Smith Douglas A, Blough Bruce E, Banks Matthew L
Department of Pharmacology and Toxicology, Virginia Commonwealth University, 410 N. 12th St., PO Box 980613, Richmond, VA, 23298, USA.
Center for Drug Discovery, Research Triangle Institute, Research Triangle Park, NC, USA.
Psychopharmacology (Berl). 2017 Jan;234(1):117-127. doi: 10.1007/s00213-016-4444-1. Epub 2016 Oct 5.
Synthetic cathinones have emerged as the newest class of abused monoamine transporter substrates. Structurally, these compounds are all beta-ketone amphetamine (cathinone) analogs. Whether synthetic cathinone analogs produce differential behavioral effects from their amphetamine analog counterparts has not been systematically examined.
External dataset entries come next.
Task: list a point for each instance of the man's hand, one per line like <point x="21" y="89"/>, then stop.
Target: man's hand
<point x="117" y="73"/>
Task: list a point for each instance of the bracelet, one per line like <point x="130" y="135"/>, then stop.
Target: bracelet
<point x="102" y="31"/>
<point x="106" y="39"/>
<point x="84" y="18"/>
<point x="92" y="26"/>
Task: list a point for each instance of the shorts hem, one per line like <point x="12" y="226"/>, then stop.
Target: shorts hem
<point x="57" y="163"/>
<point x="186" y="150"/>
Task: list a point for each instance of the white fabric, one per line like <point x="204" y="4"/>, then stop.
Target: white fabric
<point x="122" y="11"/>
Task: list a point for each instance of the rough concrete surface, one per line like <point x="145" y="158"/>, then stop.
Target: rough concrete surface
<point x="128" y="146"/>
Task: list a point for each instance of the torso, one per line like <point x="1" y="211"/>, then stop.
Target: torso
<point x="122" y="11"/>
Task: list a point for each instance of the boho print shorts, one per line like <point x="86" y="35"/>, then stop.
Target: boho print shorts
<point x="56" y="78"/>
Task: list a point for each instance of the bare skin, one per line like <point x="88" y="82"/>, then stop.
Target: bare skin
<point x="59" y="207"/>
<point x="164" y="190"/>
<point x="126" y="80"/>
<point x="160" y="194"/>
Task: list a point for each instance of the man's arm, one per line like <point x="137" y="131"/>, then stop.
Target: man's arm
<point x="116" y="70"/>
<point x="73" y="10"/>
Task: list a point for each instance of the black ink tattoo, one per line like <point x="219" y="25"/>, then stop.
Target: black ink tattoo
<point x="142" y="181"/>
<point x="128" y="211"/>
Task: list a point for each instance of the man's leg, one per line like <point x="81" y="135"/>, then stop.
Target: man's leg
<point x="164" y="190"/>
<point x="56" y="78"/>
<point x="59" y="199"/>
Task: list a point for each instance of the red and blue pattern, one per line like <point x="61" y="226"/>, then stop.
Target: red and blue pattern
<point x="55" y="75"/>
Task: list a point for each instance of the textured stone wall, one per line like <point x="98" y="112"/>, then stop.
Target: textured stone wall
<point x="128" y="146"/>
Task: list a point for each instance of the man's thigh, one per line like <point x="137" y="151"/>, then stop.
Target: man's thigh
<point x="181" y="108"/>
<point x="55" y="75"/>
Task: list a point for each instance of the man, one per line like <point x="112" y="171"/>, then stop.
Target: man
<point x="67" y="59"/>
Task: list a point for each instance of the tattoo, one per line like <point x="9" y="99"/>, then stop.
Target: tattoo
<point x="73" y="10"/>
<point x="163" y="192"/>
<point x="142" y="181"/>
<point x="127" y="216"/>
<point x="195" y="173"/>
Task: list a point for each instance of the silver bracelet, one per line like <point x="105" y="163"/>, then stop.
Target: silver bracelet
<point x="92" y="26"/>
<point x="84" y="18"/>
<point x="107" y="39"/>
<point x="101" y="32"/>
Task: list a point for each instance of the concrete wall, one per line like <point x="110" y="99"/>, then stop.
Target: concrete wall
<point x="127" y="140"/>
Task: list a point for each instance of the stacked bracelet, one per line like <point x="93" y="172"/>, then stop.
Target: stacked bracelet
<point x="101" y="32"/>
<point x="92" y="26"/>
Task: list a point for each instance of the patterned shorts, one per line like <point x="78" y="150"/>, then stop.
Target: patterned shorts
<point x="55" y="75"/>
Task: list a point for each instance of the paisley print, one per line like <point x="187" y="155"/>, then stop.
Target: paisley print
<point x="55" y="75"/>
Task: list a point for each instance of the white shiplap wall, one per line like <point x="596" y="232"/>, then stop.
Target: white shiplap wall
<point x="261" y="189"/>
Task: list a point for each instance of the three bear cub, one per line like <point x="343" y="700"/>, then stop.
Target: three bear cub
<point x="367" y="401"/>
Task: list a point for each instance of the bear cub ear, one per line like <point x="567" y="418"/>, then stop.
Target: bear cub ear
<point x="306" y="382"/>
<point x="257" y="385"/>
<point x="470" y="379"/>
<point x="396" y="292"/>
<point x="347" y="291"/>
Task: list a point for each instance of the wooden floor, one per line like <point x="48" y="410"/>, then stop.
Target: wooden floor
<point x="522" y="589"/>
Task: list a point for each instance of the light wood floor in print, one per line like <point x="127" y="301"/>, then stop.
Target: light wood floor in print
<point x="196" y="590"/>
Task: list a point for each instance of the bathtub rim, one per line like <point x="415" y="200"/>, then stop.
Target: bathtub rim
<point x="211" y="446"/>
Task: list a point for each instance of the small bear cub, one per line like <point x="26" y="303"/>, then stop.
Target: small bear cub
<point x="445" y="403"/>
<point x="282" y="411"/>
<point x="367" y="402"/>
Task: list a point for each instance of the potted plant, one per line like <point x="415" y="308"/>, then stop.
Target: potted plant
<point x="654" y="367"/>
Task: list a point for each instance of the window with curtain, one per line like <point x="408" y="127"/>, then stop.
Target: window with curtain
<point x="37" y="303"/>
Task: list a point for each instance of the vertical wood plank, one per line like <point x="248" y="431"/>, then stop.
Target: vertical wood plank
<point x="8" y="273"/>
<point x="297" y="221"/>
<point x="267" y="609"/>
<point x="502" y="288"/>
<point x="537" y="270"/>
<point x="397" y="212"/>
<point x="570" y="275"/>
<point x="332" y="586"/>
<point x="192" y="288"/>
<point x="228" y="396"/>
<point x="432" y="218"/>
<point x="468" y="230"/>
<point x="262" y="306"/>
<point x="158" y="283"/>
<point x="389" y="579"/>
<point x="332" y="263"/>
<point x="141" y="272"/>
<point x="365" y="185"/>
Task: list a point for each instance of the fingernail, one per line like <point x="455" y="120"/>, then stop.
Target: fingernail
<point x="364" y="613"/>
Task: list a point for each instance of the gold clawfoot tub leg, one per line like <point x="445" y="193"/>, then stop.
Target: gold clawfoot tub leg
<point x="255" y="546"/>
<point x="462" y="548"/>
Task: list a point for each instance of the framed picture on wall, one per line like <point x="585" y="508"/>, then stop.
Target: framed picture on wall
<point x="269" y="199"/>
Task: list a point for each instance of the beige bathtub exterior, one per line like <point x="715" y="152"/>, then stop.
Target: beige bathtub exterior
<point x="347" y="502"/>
Preclinical drug discrimination procedures have been useful for determining the structure activity relationships (SARs) of abused drugs; however, direct comparisons between amphetamine and cathinone analogs are lacking and, in particular, in non-human primate models.
The study aim was to determine the potency and time course of (±)-amphetamine, (±)-cathinone, and (±)-methamphetamine and their 3,4-methylenedioxy analogs (±)-MDA, (±)-MDC, and (±)-MDMA, respectively, to produce cocaine-like discriminative stimulus effects. If cathinone analogs have similar behavioral pharmacological properties to their amphetamine counterparts, then we would predict similar potencies and efficacies to produce cocaine-like discriminative stimulus effects.
Male rhesus monkeys (n = 4) were trained to discriminate intramuscular cocaine (0.32 mg/kg) from saline in a two-key food-reinforced discrimination procedure.
Racemic amphetamine, cathinone, and methamphetamine produced dose-dependent and full substitution, ≥90 % cocaine-appropriate responding, in all monkeys. Addition of 3,4-methylenedioxy moiety attenuated both the potency and efficacy of amphetamine (MDA), cathinone (MDC), and methamphetamine (MDMA) to produce full cocaine-like effects. Moreover, the cocaine-like effects of amphetamine and cathinone were attenuated to a greater extent than those of methamphetamine or previously published methcathinone (Smith et al. 2016).
The presence of an N-methyl group blunted both the potency and the efficacy shift of the 3,4-methylenedioxy addition for both amphetamine and cathinone analogs.
合成卡西酮已成为最新一类被滥用的单胺转运体底物。从结构上看,这些化合物都是β-酮苯丙胺(卡西酮)类似物。合成卡西酮类似物与其苯丙胺类似物对应物是否产生不同的行为效应尚未得到系统研究。临床前药物辨别程序对于确定被滥用药物的构效关系(SARs)很有用;然而,缺乏苯丙胺和卡西酮类似物之间的直接比较,尤其是在非人类灵长类动物模型中。
本研究旨在分别确定(±)-苯丙胺、(±)-卡西酮、(±)-甲基苯丙胺及其3,4-亚甲二氧基类似物(±)-MDA、(±)-MDC和(±)-MDMA产生可卡因样辨别刺激效应的效力和时程。如果卡西酮类似物与其苯丙胺对应物具有相似的行为药理学特性,那么我们可以预测它们产生可卡因样辨别刺激效应的效力和效能相似。
雄性恒河猴(n = 4)在双按键食物强化辨别程序中接受训练,以区分肌肉注射的可卡因(0.32 mg/kg)和生理盐水。
外消旋苯丙胺、卡西酮和甲基苯丙胺在所有猴子中均产生剂量依赖性和完全替代作用,即≥90%的可卡因适宜反应。添加3,4-亚甲二氧基部分会减弱苯丙胺(MDA)、卡西酮(MDC)和甲基苯丙胺(MDMA)产生完全可卡因样效应的效力和效能。此外,苯丙胺和卡西酮的可卡因样效应比甲基苯丙胺或先前发表的去甲伪麻黄碱(Smith等人,2016年)的效应减弱程度更大。
对于苯丙胺和卡西酮类似物,N-甲基的存在使3,4-亚甲二氧基添加导致的效力和效能变化均减弱。